Tive o prazer de conhecer Sérgio durante uma das minhas visitas à cidade grande, enquanto pesquisava sobre a mente humana. Uma padaria me informou sobre um filho de uma lavadeira que tinha um talento peculiar: desenhava paisagens, momentos precisos e cenas da sua janela com incrível precisão. Ao entrar na casa, a mãe me tratou com cordialidade devido ao meu título de doutor. Ao entrar no quarto do menino, lembro-me de seus olhos bem abertos em minha direção, seguidos por segundos de completa indiferença, como se já tivesse obtido tudo de mim. Tentei conversar e gesticular, mas só depois de algum tempo conseguimos estabelecer uma comunicação por meio de desenhos em papéis espalhados pelo chão.

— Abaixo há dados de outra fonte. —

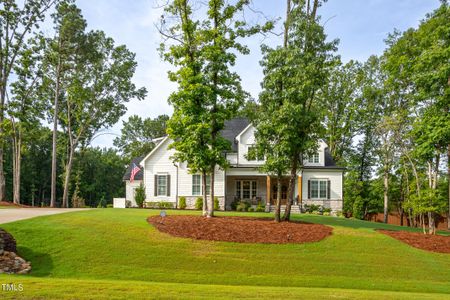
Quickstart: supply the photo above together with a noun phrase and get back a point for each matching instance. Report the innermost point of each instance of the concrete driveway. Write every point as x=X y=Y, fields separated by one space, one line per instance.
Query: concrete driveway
x=15 y=214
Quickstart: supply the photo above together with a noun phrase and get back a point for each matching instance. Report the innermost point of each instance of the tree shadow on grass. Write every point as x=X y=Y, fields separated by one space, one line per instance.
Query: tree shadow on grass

Após visitar sua casa várias vezes, estabelecemos uma conexão. Embora os desenhos que ele me entregasse fossem semelhantes, nunca eram iguais, sempre havia algo novo. Com permissão de sua mãe, levei-o para passear de carro pela cidade e forneci mais papel e lápis. Em uma dessas saídas, Sérgio testemunhou um acidente de carro, com uma vítima no chão, destroços e marcas de pneus. Naquele dia, ouvi um único grunhido vindo de Sérgio, seus olhos se fecharam e ele não os abriu até chegarmos em casa. Ele desenhou com riqueza de detalhes o acidente.

Levei os desenhos à polícia no dia seguinte, onde identificaram o motorista responsável pelo acidente e o levaram a confessar. Ele foi condenado em uma semana. Decidi não contar a Sérgio sobre o desfecho, pois não havia meios concretos para isso, mas o dinheiro da recompensa trouxe ajuda para sua mãe e irmãos.

Depois, voltei ao campo e permaneci lá por alguns meses, afastado dos estudos e da agitação da cidade. Ao retornar, uma das primeiras casas que visitei foi a de Sérgio, apenas para descobrir que seus irmãos lhe haviam mostrado que, ao solucionar um crime, ele se tornara um herói. Descobri também que Sérgio Carreira havia falecido há 15 dias devido a um AVC. Seu último desenho retratava uma das nossas saídas de carro, não do dia do acidente, mas de uma tarde bonita e florida. O desenho focava em mim dirigindo o carro, com a mão de Sérgio segurando um sorvete e a palavra "obrigado" escrita de forma pré-alfabética.